Institutions, institutions!

Pakistan is in sharp contrast to India and people break rules at will — from the clerk to the secretary.

The writer is the Chairperson of the History Department at Forman Christian College, Lahore

In his seminal work, Nobel laureate Douglass C North argues that “the central issue of economic history and of economic development is to account for the evolution of political and economic institutions that create an economic environment that induces increasing productivity”. These “rules of the game”, as North calls them, are the critical factor in development. Economic historian Niall Ferguson tends to agree with North and notes “that institutions — in the broadest sense of the term — determine modern historical outcomes, more than natural forces like weather, geography or even the incidence of disease”. Thus, if good and strong institutions are not built, economic, nay any kind of sustained development and growth cannot take place.

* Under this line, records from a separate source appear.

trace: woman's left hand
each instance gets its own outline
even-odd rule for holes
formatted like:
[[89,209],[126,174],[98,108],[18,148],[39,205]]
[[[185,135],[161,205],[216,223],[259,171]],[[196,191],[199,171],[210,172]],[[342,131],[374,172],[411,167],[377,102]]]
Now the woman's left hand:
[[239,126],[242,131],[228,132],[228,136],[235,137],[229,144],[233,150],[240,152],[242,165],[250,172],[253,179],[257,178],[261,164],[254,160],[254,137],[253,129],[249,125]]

In their recent work, Jim Robinson and Daron Acemoglu, further distinguish between two different types of institutions, ‘extractive’ and ‘inclusive’, with the former inhibiting growth and the latter fostering it. They give the example of England and Egypt in 1688, when both of them were comparable, but drifted apart since the Glorious Revolution in England limited the powers of the Crown, gave people more political and property rights and led to an expansion of economic opportunities.

The development of institutions is also critically tied to the promotion of justice. As Nobel laureate, Amartya Sen, notes: “Any theory of justice has to give an important place to the role of institutions, so that the choice of institutions cannot but be a central element in any plausible account of justice.” Thus, institutions are the basic framework on which modern societies are built and growth is predicated.

In the South Asian context, the role of institutions has been, and is, critical. In my recent visit to India, I had a chance to revisit the reasons behind the different development trajectories of India and Pakistan. Among the other very good reasons, I found the divergence in institution building and strengthening rather startling. There are lots of examples here, but let me mention a couple.


First, both India and Pakistan were conceived as parliamentary democracies — on the style of the United Kingdom. This meant that the legislature should have been the most important institution in the country — and let us not forget that even the monarch is ‘Sovereign in Parliament’. Since the last elections before independence were held in 1946, the next parliamentary elections should have been held in 1951. India followed this policy and held elections in 1951, followed by 1957, 1962, 1967 and so on. While the Congress won all elections till the 1970s, never did the leaders of India, especially Jawaharlal Nehru, think that they should not go to the electorate. For democracy to take root in India and for parliament to become the key governance institution, this recurrent recourse to the people was essential. Of course, as we know, in Pakistan, elections kept getting postponed for one reason or another and the first general elections were held 23 years after independence — in 1970 — and led to the break-up of the country, since the ‘powers’ could not accept the popular mandate. This blatant disregard of the legislature and its primacy and the refusal to let the people decide who to rule them, is one of the primary reasons for the weakness of democracy in Pakistan.

Secondly, and this became more patent in my recent visit to India, both countries have divergent views when it comes to rules — of any kind. In my conversations in India, both a senior foreign service officer and a highly placed government official told me stories of how they had to deal with a long list of formal rules and procedures when their issue could have been resolved rather quickly. While I also saw the annoyance in following all the rules, which at times feel tedious and unnecessary, analysing it from an institutional perspective, I feel that following such rules is really important. No institution can be strengthened if people simply bypass rules and break them. If the same rules are applied and followed by a cabinet minister and a common man, it gives people confidence that the ‘rules of the game’ are being followed. This ‘inclusionary’ institution then gives confidence to the people and leads to development. Here again, as we know, Pakistan is in sharp contrast to India and people break rules at will — from the clerk to the secretary. Therefore, no strong inclusionary institutions have developed in the country.

While the role of the people is important in the development of any country, the existence of inclusionary institutions is a sine qua non and so, Pakistan needs to radically rethink its focus.

Published in The Express Tribune, February 12th, 2013.